Faut-il liquider Sodimédical ? Le tribunal de commerce de Troyes va à nouveau se poser la question cet après-midi à 15 h.
Une séance cruciale pour les 52 salariés de Sodimédical qui se battent depuis maintenant plus de deux ans pour sauver leurs emplois.
Pour mémoire, le tribunal a été saisi de trois (quatre même si l'on compte celle avortée de décembre 2010) demandes de liquidation de la société de Plancy-l'Abbaye. La première fois, en février 2011, il l'avait refusé, constatant qu'il s'agissait d'un abus de droit du groupe Lohmann&Rauscher qui cherchait ainsi à échapper à toute responsabilité dans la fermeture de l'usine plancéenne (la juge au civil a interdit les licenciements en février 2011, faute de «cause économique»).
La seconde fois, en août 2011, il l'avait accepté « pour en finir ». Cela permettait aussi de faire intervenir le fonds de garantie des salaires. Mais les salariés, eux, voulaient obtenir justice. La cour d'appel de Reims a donc logiquement cassé cette décision, revenant à la première analyse.

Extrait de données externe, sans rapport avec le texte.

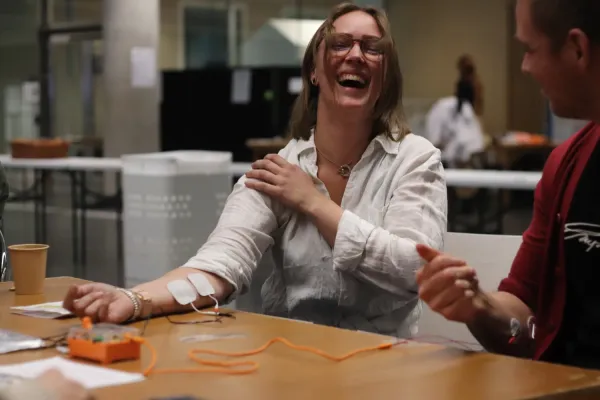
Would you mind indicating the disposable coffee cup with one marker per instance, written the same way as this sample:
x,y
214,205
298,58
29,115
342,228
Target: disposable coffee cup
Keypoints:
x,y
28,264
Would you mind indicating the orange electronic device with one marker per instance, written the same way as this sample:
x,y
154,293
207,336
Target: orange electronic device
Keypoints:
x,y
104,343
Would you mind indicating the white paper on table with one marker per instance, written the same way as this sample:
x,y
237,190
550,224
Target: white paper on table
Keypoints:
x,y
89,376
241,86
143,67
44,310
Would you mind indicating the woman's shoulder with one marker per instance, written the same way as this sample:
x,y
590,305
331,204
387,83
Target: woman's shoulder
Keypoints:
x,y
415,146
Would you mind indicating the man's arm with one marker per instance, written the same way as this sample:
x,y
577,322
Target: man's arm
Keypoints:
x,y
518,292
492,326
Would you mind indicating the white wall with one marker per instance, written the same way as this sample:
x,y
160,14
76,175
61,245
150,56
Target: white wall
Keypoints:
x,y
432,34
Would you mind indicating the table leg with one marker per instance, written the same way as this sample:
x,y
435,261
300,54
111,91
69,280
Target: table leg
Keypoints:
x,y
119,217
74,221
43,219
36,206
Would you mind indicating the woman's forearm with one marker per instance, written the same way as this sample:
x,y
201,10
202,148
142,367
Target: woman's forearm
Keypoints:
x,y
164,302
326,216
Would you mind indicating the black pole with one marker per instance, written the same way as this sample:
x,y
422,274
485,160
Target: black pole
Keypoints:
x,y
44,122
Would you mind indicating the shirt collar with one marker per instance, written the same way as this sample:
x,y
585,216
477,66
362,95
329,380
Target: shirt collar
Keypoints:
x,y
387,144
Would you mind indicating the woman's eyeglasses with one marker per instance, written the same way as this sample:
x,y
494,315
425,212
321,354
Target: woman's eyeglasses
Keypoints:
x,y
340,44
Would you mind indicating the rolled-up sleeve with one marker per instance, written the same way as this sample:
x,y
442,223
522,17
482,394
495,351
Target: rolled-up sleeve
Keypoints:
x,y
385,255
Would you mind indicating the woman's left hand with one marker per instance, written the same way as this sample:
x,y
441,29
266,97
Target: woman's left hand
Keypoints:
x,y
283,181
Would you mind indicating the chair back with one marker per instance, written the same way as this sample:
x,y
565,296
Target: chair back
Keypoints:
x,y
492,257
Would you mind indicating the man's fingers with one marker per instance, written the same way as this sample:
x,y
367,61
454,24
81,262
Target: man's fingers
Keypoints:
x,y
446,279
427,253
76,292
439,264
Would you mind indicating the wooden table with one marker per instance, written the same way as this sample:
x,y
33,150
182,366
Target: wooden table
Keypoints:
x,y
415,371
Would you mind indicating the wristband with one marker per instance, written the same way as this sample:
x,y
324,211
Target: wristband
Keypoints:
x,y
137,306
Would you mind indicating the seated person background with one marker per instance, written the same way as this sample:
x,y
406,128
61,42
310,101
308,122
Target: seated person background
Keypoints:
x,y
453,127
469,83
342,205
51,385
548,308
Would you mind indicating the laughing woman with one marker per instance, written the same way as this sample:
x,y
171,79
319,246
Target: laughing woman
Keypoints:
x,y
341,206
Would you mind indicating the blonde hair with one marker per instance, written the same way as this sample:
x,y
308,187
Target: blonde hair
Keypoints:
x,y
388,115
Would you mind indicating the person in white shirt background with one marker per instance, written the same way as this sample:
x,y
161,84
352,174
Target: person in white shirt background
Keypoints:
x,y
341,206
453,126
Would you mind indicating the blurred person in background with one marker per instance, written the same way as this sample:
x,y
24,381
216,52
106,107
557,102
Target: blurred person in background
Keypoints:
x,y
341,206
469,84
452,126
548,308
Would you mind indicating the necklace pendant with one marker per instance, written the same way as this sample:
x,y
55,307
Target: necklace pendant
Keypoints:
x,y
344,170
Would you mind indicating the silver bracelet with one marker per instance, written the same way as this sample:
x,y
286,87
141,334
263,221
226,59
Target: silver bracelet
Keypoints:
x,y
137,308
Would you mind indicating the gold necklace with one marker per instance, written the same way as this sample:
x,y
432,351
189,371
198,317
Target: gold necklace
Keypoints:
x,y
344,169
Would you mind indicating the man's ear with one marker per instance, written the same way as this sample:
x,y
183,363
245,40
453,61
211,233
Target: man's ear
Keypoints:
x,y
579,43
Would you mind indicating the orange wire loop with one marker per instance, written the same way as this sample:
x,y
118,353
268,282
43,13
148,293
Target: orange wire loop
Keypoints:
x,y
248,367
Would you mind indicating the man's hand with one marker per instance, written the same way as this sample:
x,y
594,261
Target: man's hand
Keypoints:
x,y
449,286
61,387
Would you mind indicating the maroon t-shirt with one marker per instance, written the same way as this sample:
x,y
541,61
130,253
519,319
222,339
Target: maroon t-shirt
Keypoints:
x,y
538,273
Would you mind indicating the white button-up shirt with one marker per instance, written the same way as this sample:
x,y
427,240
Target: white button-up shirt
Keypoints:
x,y
395,198
459,134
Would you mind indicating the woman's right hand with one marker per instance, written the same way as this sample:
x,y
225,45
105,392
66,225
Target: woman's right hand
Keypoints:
x,y
100,302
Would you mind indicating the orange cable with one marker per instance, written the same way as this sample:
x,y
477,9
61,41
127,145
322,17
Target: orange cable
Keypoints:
x,y
229,367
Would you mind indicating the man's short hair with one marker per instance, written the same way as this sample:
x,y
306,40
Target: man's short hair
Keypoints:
x,y
555,18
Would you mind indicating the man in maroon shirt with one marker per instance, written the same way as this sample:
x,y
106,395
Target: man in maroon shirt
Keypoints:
x,y
548,308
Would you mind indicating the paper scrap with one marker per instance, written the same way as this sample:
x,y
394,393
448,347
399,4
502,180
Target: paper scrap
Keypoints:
x,y
45,310
143,67
295,85
91,377
241,86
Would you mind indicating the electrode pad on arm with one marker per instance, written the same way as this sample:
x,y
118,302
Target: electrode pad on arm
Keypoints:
x,y
183,291
202,284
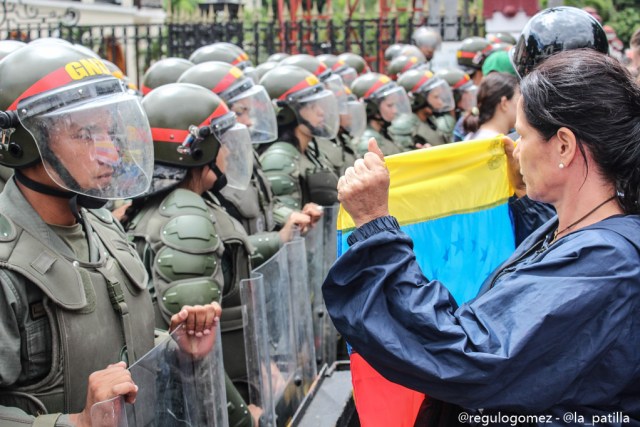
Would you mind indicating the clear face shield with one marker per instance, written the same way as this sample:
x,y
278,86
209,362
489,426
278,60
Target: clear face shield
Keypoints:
x,y
439,95
254,109
235,158
317,109
355,121
334,84
93,137
393,103
468,98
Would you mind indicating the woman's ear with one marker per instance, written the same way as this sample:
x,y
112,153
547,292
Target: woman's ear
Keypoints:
x,y
566,145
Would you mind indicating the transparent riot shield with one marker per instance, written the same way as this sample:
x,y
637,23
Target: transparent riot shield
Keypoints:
x,y
180,385
280,360
321,253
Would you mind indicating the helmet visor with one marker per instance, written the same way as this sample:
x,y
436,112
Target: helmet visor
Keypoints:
x,y
439,95
254,109
318,111
235,157
93,138
355,121
334,84
393,103
468,98
348,75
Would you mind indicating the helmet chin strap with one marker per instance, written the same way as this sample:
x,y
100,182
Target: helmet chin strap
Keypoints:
x,y
221,179
75,200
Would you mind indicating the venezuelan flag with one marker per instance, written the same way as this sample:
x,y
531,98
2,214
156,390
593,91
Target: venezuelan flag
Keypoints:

En janvier 2012, revoilà Lohmann&Rauscher demandant exactement la même chose. Prudent, le tribunal avait préféré botter en touche et attendre la décision de la Cour de cassation.
Depuis, la Cour s'est prononcée (sur la première demande de liquidation) et son arrêt du 3 juillet est très clair. Pour elle, Sodimédical doit être liquidé et peu importe qu'il s'agisse d'une fraude éhontée. Ce qui revient à fossoyer le code du travail grâce au code de commerce, mais les juges estiment qu'il n'appartient pas au tribunal de commerce de se poser la question du «mobile» de la déclaration de cessation de paiement.
L'affaire est-elle entendue alors ? Pas si sûr. D'abord parce que l'arrêt de la cour de cassation n'est pas définitif. L'affaire est renvoyée devant la cour d'appel de Paris qui pourrait très bien se rebeller et reposer à la cour de cassation la grave question de l'abus de droit. Ensuite parce que, depuis, la cour d'appel de Reims a jugé le 11 juillet dernier qu'il y avait un responsable dans cette histoire : le groupe Lohmann&Rauscher dans son ensemble. Ce dernier est condamné à payer les salaires et pratiquement jugé co-employeur des 52 salariés de Sodimédical. Où est donc l'état de cessation de paiement avancé par les représentants de L&R, par ailleurs gérants de Sodimédical ? Le tribunal de commerce risque donc d'avoir de forts maux de tête en se penchant sur le dossier.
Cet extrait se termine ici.